Miller, Carty and June Adams, Schneider Hospital board chair, expressed their offense at that language. Carty and Miller said that according to Title 33 of the V.I. Code, the government, not the hospital, is obliged to meet the hospital payroll.
"By law, we're not obligated," Miller said. "The government is obligated. We made a gentlemen's agreement that we would pay them back, and we acknowledge that." He added, "My name is not on any check that comes out of Finance."
Adams said: "I am insulted by the wording of the commissioner's letter. The use of the word 'fraudulent' — if she had thought about it, she might not have done it."
Miller said he is "insulted and disheartened" by Turnbull's tone.
"It never should have been made public," Adams said. "She could have picked up the phone," Miller said.
On Monday, Miller reiterated what he had said last week: "Semi-autonomy is the best thing that has ever happened to this hospital. I would never, never work here under any other circumstances."
The hospital was repaying the government on a regular basis until a nursing crisis hit last December, he said. "We spent $6 million on a nursing contract. That's unheard of anywhere in the nation. We come up with creative ways to cut costs, and then we are shot down. The traveling nurse company said 'No more nurses' until we pay, so nursing became our priority."

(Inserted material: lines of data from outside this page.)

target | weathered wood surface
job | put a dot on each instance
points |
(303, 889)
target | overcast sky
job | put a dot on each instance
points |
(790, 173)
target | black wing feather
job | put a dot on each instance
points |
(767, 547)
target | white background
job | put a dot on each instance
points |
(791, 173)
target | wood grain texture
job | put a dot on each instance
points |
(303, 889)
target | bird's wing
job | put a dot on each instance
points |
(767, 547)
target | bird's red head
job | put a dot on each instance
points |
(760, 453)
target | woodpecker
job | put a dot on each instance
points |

Miller said administration officials told him last year that if he cut down on the traveling nurses, "they would supply us with NOPAs [notices of personnel action, required for hiring] for local nurses." He said the hospital did reduce the number of visiting nurses, from 60 in November to 38 in May. "But they haven't done what they said they would," he said of the government "We have nurses who want to be government employees."
Asked if that was his toughest decision since coming on board in May of 2002, Miller smiled. "No," he said, "it is not. Getting everybody to work in one accord and change the face of the hospital has been the biggest challenge. This is easy; it's 'do or die.'"

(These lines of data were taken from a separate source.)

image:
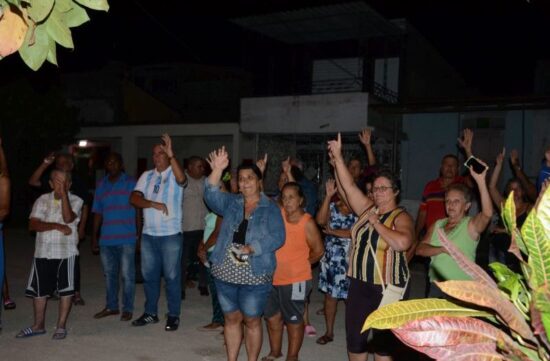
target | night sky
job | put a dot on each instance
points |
(493, 44)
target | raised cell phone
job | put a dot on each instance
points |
(475, 164)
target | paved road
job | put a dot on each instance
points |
(111, 339)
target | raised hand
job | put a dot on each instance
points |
(335, 148)
(514, 158)
(500, 157)
(285, 165)
(218, 159)
(262, 163)
(479, 177)
(466, 141)
(330, 187)
(167, 146)
(50, 158)
(365, 136)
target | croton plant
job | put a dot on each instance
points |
(505, 317)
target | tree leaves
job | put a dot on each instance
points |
(95, 4)
(39, 9)
(13, 29)
(399, 313)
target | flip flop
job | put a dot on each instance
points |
(29, 332)
(323, 340)
(59, 334)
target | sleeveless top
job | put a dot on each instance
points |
(393, 264)
(443, 267)
(293, 257)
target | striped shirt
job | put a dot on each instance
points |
(54, 244)
(161, 187)
(112, 201)
(393, 264)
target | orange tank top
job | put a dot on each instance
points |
(293, 257)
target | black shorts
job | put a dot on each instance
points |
(290, 300)
(363, 299)
(50, 275)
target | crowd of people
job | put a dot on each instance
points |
(253, 254)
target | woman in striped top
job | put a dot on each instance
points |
(384, 230)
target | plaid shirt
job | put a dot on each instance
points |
(54, 244)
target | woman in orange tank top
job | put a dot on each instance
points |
(292, 278)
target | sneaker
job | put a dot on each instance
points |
(145, 319)
(172, 323)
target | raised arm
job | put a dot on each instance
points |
(324, 211)
(365, 138)
(480, 221)
(314, 241)
(496, 196)
(530, 188)
(34, 180)
(358, 201)
(179, 174)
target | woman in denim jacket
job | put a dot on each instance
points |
(243, 260)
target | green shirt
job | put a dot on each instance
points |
(443, 267)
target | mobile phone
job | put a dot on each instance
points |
(475, 164)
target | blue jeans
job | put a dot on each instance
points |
(162, 255)
(249, 299)
(119, 262)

Miller said he had a meeting with his department heads Monday morning. "We're a tough group," he said. "We worked rigorously to get accreditation and change the hospital. Failure and defeat are not in our future."
Adams said the board stands staunchly behind Miller."We want the public to know that we are standing firm," she said. "Any action that comes from Mr. Miller has the full support of the board."

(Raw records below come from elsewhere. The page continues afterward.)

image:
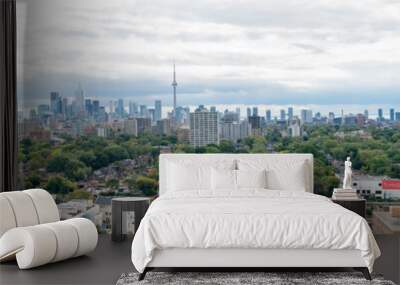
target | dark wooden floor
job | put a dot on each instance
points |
(110, 260)
(103, 266)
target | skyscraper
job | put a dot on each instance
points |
(283, 115)
(255, 111)
(238, 112)
(306, 116)
(55, 103)
(268, 115)
(157, 110)
(133, 109)
(174, 84)
(130, 127)
(95, 107)
(204, 127)
(380, 115)
(290, 113)
(366, 114)
(248, 112)
(120, 107)
(79, 100)
(392, 118)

Luis Hospital to Submit a Payment Plan
Gregory Calliste, CEO of Juan F. Luis Hospital, met with Bernice Turnbull, Molloy and other financial officers last Tuesday on St. Thomas. Gregory Davila, hospital spokesman, said Monday that the St. Croix hospital sent a $200,000 check to the government last week.
The hospital's financial obstacles mirror those of Schneider Hospital, Davila said, and several factors prevented the hospital from making "timely payments."
"We have a lot of elderly families, technically abandoned," he said. "They are an uncompensated cost of about $10 million a year. We have tried to get the Social Security system to have the money that the families get go to the hospital."
Davila said the hospital loses about $2 million to $3 million a year on uninsured patients. And at Luis Hospital, as at Schneider Hospital, "we can't deny treatment."
He said, "In the next week or two we will be submitting a plan. We paid the money and we are trying to stay current and work out some sort of an agreement to pay back the money we owe. On the one hand, the government is blaming us, but they are part of the problem."
Davila said he didn't have the figures at hand of what the government owes the hospital, but it does owe a great deal, just as it owes the St. Thomas hospital.
Echoing the words of Miller, Davila said: "Semi-autonomy is the best thing that has ever happened to this hospital."